Core strategic brand revenue increased by 8.5% year-on-year (all growth percentages in this article are calculated at fixed exchange rates), accounting for 81% of the company's total sales. Of this total, Cybex, gb and Evenflo brand revenue increased by 25.9 per cent, 1.1 per cent and 1 per cent, respectively, compared with the same period last year. The Cybex brand remains the core growth driver of the company; the gb brand reversed its decline in China in the second half of 2019 after its restructuring; and the Evenflo brand has shown some resilience in an unfavorable political and retail environment. Sales in the blue-chip business fell slightly by 0.6% from a year earlier. Sales of tactical brands and retailer-owned brands fell 18.4% from a year earlier. Sales in Europe, the Middle East and Africa and the Americas increased by 18.5% and 2.7% respectively compared with the same period last year, while sales in the Asia-Pacific region were basically flat, with gb growth offsetting the decline in Happy Dino.

Thanks to the tilt of the business structure towards core brands, the company's gross profit margin rose 0.6 percentage points year-on-year to 43.1 per cent (Cybex gross profit margin of more than 50 per cent Cybex GB close to 50 per cent Evenflo is in the high range of 20-30 per cent). From the point of view of operating expenditure, the decrease in the provision for impairment of personnel, R & D expenditure and accounts receivable exceeds the increase in investment in Guangxuan and logistics.

Trend of development

In the first half of January, the company's sales increased by about 20% compared with the same period last year. Affected by the domestic COVID-19 epidemic, February sales fell sharply compared with the same period last year. After the company quickly shifted to online business with its cloud retail system, the decline in sales narrowed in March. The company expects more than 80% of its stores to resume operations by the end of March. Thanks to the balanced distribution of the company's business across regions, the decline in the Asia-Pacific region in the first quarter of this year may be offset by growth in Europe, the Middle East and Africa, and if the pattern of subsequent overseas outbreaks is similar to that at home, management expects the decline in the latter to be offset by the growth of the former. Considering the limited proportion of the company's fixed operating costs, we believe that the impact of operational deleveraging is manageable and that strengthening the cash position is the company's top priority in difficult times.
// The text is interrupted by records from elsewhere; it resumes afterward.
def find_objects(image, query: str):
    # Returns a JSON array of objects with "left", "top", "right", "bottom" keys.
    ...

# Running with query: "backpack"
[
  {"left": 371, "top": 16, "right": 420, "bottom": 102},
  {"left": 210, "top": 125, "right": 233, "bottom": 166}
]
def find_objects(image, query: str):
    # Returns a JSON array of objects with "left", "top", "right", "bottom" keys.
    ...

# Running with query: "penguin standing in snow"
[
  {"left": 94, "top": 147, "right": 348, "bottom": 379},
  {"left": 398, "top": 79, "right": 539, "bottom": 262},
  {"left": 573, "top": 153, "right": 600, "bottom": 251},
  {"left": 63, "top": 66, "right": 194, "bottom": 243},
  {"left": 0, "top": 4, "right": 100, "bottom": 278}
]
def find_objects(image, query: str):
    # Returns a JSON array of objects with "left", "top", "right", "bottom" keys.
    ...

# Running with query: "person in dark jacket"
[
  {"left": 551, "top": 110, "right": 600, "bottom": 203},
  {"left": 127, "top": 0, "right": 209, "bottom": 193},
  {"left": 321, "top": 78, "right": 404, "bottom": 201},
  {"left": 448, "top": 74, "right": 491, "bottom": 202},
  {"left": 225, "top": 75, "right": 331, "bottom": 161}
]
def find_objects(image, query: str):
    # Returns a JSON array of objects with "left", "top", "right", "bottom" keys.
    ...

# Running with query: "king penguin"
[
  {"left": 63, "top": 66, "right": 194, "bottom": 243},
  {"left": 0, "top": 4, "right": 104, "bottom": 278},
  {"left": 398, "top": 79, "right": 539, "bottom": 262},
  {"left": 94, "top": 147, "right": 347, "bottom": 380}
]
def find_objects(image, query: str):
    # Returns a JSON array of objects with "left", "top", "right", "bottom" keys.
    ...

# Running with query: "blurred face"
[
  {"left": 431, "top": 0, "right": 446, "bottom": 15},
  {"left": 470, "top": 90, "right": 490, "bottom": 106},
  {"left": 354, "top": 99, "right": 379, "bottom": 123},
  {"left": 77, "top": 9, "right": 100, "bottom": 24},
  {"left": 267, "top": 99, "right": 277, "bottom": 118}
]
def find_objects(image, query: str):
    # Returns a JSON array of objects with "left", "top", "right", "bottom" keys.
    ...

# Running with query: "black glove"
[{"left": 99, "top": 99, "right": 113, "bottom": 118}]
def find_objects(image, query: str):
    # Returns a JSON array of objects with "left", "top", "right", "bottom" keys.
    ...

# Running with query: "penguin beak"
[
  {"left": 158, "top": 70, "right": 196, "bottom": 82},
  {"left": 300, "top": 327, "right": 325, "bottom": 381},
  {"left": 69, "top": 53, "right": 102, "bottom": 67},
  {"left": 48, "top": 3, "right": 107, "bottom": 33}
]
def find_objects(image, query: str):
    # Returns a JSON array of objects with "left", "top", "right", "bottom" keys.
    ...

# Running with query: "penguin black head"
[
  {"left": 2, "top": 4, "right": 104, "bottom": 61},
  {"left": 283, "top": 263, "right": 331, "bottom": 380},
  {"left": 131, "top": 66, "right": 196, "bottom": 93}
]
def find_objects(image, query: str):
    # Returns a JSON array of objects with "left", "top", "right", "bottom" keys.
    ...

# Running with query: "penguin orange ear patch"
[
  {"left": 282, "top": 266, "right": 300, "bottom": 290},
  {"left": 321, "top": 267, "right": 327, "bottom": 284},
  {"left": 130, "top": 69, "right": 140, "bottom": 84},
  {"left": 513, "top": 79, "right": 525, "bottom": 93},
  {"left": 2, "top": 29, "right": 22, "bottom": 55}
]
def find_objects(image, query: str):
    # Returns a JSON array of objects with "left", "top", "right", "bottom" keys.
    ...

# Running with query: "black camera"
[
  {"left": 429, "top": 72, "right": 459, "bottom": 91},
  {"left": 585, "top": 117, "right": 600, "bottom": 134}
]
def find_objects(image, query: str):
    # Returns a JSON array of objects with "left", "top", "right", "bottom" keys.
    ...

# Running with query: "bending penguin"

Profit forecast and valuation

We have lowered our 2020 earnings per share forecast by 27 per cent to HK $0.12 and introduced a 2021 earnings per share forecast of HK $0.14. The company's current share price corresponds to 7.2 times 2020 and 6.1 times 2021 earnings. We maintain our neutral rating and, given the additional uncertainty caused by its multinational business during the COVID-19 epidemic, we cut our target price by 51 per cent to HK $0.99 (corresponding to 8 times 2020 price-to-earnings ratio), which is 10.9 per cent higher than the current share price.

Risk

The epidemic affects global supply chains and demand.

The translation is provided by third-party software.